Walking Against the Wind

walking against the windI needed to get into the doorway, but the closer I got, the harder the wind blew. I leaned forward, my body angling steeply, my feet struggling for purchase. The thought occurred to me, “Relax” and as it did, I allowed the wind to push me back from the doorway, and a feeling so sweet rushed over me. It was relief.

I woke up. And I made the decision to quit stand up comedy.

I never questioned that decision. It was the right thing to do. It was 1995, and I had been on the road for 13 years, making my entire living as a stand up comic. It was how I defined myself. But it hadn’t been satisfying for a long time. I kept doing it because it seemed easier – it was how I’d set up my life.

As I pondered my decision, I had misgivings. Leaving my career as a stand up meant going into the unknown, finding a new definition of self, possibly enduring hardship – all things I thought I was unwilling to do.

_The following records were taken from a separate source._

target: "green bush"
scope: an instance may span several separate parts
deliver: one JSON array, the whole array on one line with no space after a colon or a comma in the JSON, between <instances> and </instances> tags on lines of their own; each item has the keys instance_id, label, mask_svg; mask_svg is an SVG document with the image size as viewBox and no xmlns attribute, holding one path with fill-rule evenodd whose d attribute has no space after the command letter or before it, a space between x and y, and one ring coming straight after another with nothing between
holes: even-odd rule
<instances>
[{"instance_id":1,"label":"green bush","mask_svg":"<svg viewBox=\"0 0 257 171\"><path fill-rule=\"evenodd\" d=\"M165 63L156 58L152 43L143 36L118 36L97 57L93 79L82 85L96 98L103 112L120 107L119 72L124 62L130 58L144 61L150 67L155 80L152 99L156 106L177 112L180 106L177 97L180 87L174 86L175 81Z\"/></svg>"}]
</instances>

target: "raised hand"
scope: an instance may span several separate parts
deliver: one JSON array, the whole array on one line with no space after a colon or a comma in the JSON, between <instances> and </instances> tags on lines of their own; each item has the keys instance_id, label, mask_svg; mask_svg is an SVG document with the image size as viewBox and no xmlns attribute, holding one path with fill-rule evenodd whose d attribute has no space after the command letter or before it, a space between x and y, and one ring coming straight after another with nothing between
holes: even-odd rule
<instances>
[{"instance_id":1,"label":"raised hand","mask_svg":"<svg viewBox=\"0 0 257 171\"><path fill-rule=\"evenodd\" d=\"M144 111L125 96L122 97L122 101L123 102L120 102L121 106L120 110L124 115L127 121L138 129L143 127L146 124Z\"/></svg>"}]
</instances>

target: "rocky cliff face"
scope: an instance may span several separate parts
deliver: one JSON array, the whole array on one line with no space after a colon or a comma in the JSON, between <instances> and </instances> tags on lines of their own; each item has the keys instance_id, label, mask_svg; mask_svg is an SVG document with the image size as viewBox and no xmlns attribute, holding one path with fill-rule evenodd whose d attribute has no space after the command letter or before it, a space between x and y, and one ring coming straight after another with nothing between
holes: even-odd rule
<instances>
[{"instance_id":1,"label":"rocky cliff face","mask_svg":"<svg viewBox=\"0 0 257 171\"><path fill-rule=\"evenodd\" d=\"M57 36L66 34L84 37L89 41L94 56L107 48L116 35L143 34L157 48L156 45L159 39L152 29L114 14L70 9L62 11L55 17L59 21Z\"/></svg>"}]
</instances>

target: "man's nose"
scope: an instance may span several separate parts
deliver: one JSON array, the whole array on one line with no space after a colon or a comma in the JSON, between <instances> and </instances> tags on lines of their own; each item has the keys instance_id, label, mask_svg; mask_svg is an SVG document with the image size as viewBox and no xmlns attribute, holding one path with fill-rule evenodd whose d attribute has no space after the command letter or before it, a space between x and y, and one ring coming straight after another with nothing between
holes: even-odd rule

But continuing as a standup was like walking into the wind – forcing myself to move forward against the flow. Letting it go was easier than continuing to do it.

I recently counseled a friend who had been working out in a new way, and with much younger people, and had pushed herself so hard she ended up with a back injury. She admitted that her need to learn a new skill and to not be surpassed by the others had driven her to pushing past her own very reasonable limits.

It caused me to consider even more closely the powerful messages of the body, that longing for relief. It has been a month since I moved out of my live/work theater in Manhattan, and stopped being a venue manager. And every day I have experienced the relief I longed for the last two years that I ran the space. In continuing to run it, I followed that same path I did as a stand up – I walked against the wind, denied my needs, mainly because I was obliged by my lease to continue until the end of July 2015, but also because I didn’t know what would be next – how I would make a living.

I find myself pondering the need to “make a living.”  I am quintessentially American –I have a powerful drive to work. I have always worked, because I have to pay the bills, but also because I define myself by what I do. “I run a theater,” has been my reason for doing or not doing things, for a long time.. For the past 26 years I have also defined myself by where I live, saying, “I am a New Yorker.”  It has been a source of pride for me to define myself in that way. But for the past two years, walking the streets of New York City has been a form of walking against the wind.  I’ve been walking against heedless cell phone users texting their way down the sidewalks, forcing myself to look past the trash in the streets, the noise and light pollution, the crazy nonstop activity that is Manhattan.

Now I find a sweet relief in waking up in quiet suburbia. As I pack for my road trip, which begins tomorrow, I am grateful for the lack of pressure driving my choices. And I anticipate the potent silence I will experience atop a mesa in New Mexico, where the wind will be a companion, not a foe.